Reuters 21 Feb. 2002

Cape Town -- South Africa will expand research into the use of Nevirapine to limit mother-to-child transmission of the virus that causes AIDS, but will not make the drug universally available, the government said.

"Universal access will be decided upon when important questions have been answered by the research," the government said in an advertisement prepared for publication on Friday.

The advert was drafted amid an escalating ruling party row over the use of the drug, which has been offered to South Africa free for the next five years by makers Boehringer-Ingelheim.

President Thabo Mbeki and Health Minister Manto Tshabalala-Msimang have so far insisted that Nevirapine, shown in international research to block infection in more than 50 percent of births, can be provided only in 18 pilot sites involving 215 hospitals and satellite clinics.

They have cited safety, cost and capacity issues as obstacles to universal access.

The advert reaffirmed that the government would go ahead with its appeal against a court order granted to AIDS activists demanding universal access to Nevirapine at all state hospitals.

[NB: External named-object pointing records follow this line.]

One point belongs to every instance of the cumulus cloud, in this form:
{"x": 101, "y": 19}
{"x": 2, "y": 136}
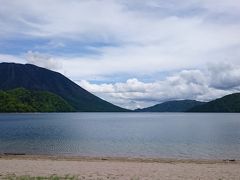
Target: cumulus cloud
{"x": 186, "y": 84}
{"x": 92, "y": 39}
{"x": 42, "y": 60}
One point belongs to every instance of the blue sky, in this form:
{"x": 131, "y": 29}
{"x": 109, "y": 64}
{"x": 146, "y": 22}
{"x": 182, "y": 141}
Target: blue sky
{"x": 133, "y": 53}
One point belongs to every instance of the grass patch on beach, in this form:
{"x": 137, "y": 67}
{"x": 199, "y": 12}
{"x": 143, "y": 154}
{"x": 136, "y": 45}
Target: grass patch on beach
{"x": 52, "y": 177}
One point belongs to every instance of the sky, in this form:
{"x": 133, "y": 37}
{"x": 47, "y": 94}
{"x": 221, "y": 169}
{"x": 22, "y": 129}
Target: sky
{"x": 133, "y": 53}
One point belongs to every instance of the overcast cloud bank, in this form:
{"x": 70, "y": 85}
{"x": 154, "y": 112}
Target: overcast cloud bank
{"x": 190, "y": 49}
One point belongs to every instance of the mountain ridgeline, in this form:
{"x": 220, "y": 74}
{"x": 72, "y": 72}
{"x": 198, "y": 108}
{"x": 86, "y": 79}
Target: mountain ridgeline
{"x": 172, "y": 106}
{"x": 22, "y": 100}
{"x": 35, "y": 78}
{"x": 29, "y": 88}
{"x": 229, "y": 103}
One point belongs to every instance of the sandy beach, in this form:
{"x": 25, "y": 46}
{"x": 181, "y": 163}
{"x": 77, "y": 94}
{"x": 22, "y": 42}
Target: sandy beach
{"x": 118, "y": 168}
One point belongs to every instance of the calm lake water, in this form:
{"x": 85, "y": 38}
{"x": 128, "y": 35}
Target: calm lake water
{"x": 159, "y": 135}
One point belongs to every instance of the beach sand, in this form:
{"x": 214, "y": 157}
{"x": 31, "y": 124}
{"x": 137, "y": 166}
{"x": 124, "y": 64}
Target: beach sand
{"x": 118, "y": 168}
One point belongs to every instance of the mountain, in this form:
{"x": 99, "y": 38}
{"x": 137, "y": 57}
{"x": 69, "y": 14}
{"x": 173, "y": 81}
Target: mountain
{"x": 22, "y": 100}
{"x": 35, "y": 78}
{"x": 229, "y": 103}
{"x": 172, "y": 106}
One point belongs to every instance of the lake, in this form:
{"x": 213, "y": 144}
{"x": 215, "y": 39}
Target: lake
{"x": 147, "y": 135}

It said the appeal was not against the AIDS program but to determine finally "whether the courts or the elected government decides on the detail of providing health services."

Premiers of the two provinces not controlled by Mbeki's African National Congress(ANC) -- the Western Cape and KwaZulu-Natal -- have announced plans to extend the Nevirapine program to all hospitals under their jurisdiction.

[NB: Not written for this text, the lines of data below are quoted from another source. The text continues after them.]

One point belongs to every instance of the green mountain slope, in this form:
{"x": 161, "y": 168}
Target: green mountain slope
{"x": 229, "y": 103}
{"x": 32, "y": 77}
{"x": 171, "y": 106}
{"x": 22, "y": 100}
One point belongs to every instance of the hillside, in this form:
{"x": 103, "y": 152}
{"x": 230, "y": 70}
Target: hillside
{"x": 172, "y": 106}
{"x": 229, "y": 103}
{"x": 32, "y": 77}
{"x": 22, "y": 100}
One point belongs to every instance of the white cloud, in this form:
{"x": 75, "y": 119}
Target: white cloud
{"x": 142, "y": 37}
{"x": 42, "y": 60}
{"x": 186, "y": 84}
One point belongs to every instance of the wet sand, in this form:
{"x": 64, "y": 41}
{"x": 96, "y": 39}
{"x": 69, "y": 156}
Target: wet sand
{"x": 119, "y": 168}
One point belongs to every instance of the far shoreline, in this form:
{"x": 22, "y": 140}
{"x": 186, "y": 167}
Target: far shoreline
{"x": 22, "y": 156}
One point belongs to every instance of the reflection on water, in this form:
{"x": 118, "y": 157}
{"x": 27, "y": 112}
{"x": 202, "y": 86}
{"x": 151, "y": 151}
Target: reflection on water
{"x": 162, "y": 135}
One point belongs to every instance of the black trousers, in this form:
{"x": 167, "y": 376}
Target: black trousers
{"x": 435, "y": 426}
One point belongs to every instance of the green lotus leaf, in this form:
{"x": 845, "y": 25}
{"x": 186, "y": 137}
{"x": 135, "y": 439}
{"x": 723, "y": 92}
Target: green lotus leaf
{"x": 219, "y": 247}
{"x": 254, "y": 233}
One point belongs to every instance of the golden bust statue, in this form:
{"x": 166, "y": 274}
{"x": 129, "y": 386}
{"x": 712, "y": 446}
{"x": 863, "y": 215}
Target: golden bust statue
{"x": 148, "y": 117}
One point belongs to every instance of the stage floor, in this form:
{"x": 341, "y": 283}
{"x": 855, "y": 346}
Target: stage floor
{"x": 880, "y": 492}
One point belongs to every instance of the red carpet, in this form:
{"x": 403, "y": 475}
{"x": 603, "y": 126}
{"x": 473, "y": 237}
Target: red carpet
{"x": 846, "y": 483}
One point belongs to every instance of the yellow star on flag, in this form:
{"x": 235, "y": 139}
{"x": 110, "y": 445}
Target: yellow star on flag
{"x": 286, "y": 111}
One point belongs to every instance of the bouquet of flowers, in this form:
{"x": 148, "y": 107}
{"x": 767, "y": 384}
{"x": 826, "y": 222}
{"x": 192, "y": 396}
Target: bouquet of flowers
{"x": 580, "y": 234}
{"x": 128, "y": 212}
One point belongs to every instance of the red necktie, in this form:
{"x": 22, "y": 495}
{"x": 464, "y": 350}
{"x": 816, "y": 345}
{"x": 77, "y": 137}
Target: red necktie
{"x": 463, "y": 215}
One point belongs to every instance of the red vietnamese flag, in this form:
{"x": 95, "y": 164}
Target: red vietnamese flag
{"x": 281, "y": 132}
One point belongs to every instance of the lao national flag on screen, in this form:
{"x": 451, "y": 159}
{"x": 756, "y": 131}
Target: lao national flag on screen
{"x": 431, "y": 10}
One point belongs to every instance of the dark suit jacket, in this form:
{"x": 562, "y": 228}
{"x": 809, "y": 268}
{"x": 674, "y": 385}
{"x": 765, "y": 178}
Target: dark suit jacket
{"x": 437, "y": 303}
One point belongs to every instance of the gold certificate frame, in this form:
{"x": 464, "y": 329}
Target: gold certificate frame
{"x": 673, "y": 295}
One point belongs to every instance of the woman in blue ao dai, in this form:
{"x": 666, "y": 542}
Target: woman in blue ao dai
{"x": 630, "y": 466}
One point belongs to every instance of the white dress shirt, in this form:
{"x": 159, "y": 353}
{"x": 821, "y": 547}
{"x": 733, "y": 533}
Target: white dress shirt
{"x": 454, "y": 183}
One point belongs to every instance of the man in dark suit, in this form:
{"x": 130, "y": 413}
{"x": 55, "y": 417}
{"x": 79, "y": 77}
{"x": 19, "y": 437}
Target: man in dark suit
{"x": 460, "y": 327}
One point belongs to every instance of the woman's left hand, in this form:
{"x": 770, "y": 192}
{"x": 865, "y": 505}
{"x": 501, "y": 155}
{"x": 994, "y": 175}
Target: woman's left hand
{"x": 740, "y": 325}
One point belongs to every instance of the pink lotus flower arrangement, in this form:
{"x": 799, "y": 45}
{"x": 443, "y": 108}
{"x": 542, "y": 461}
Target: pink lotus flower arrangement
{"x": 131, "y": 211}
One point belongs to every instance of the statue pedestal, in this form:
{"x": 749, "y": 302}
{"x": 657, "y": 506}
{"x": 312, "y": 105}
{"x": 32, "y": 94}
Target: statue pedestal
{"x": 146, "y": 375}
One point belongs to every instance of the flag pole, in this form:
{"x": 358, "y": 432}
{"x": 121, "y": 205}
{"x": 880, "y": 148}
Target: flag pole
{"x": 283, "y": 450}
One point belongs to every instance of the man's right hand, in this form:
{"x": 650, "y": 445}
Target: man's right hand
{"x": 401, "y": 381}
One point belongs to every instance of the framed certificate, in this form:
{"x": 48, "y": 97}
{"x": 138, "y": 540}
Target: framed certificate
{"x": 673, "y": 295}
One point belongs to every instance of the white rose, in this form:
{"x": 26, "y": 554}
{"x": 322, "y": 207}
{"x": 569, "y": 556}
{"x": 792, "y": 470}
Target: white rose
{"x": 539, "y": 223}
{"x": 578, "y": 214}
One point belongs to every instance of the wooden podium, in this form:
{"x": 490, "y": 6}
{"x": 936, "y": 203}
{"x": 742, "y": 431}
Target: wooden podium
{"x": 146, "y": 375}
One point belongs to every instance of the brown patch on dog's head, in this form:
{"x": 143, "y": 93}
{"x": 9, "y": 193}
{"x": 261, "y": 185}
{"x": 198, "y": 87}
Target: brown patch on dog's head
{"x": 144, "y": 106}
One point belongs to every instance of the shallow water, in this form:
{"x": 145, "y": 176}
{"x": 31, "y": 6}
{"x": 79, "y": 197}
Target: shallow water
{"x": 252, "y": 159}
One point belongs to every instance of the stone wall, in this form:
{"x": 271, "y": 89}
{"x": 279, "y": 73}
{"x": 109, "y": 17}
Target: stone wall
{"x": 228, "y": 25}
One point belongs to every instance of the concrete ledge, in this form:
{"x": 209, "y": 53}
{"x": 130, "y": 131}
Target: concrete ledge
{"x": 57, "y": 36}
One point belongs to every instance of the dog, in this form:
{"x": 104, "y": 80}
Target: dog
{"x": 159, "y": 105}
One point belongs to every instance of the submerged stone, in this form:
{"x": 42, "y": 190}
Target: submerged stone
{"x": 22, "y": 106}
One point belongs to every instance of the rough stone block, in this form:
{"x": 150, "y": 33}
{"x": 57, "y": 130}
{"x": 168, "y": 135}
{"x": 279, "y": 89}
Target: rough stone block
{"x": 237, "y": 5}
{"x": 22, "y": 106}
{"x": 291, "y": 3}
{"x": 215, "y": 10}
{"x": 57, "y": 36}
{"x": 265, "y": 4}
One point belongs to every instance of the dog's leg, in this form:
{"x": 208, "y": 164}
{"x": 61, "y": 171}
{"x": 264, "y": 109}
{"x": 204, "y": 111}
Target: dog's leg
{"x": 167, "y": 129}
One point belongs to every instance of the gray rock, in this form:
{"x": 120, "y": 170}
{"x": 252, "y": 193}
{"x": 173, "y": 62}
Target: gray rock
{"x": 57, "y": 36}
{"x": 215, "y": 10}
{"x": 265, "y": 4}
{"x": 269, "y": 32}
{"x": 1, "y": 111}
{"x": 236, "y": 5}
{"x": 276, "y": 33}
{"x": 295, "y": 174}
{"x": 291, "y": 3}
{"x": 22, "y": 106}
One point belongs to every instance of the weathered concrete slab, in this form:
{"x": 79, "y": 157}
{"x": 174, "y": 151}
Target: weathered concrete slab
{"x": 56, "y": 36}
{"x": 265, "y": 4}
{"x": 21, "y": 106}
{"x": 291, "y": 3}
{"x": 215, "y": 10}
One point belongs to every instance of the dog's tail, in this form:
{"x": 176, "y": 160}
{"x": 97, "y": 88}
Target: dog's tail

On Monday Mbhazima Shilowa, the ANC premier of Gauteng province, which includes Johannesburg and Pretoria, broke ranks with the government and said he would make the drug available to all HIV-infected women during delivery.

His position was supported by the ANC-aligned Congress of South African Trade Unions (COSATU) and by health activists, but Shilowa was repudiated by the health minister and the ANC, whose spokesman accused him of political point-scoring.

Increased Funding

In an apparent signal of a government change of heart, Finance Minister Trevor Manuel on Wednesday increased funding for AIDS prevention, including the Nevirapine program, three-fold in his budget for fiscal 2002/03.

The government appeared to close the debate with the advertisement, which was approved by Mbeki's cabinet on Wednesday and distributed to reporters ahead of publication.

"Preventing mother-to-child transmission of HIV forms part of the government's program of HIV-AIDS prevention.

"It is also part of a broader strategy to combat HIV-AIDS that depends critically on building partnerships across society," the advert said.

South Africa has the highest number of people living with HIV-AIDS in the world. With one in nine of the country's people believed to be infected, medical researchers fear that up to seven million people could die of AIDS-related illnesses by 2010.

Health authorities say more than 100,000 babies are born HIV-positive each year.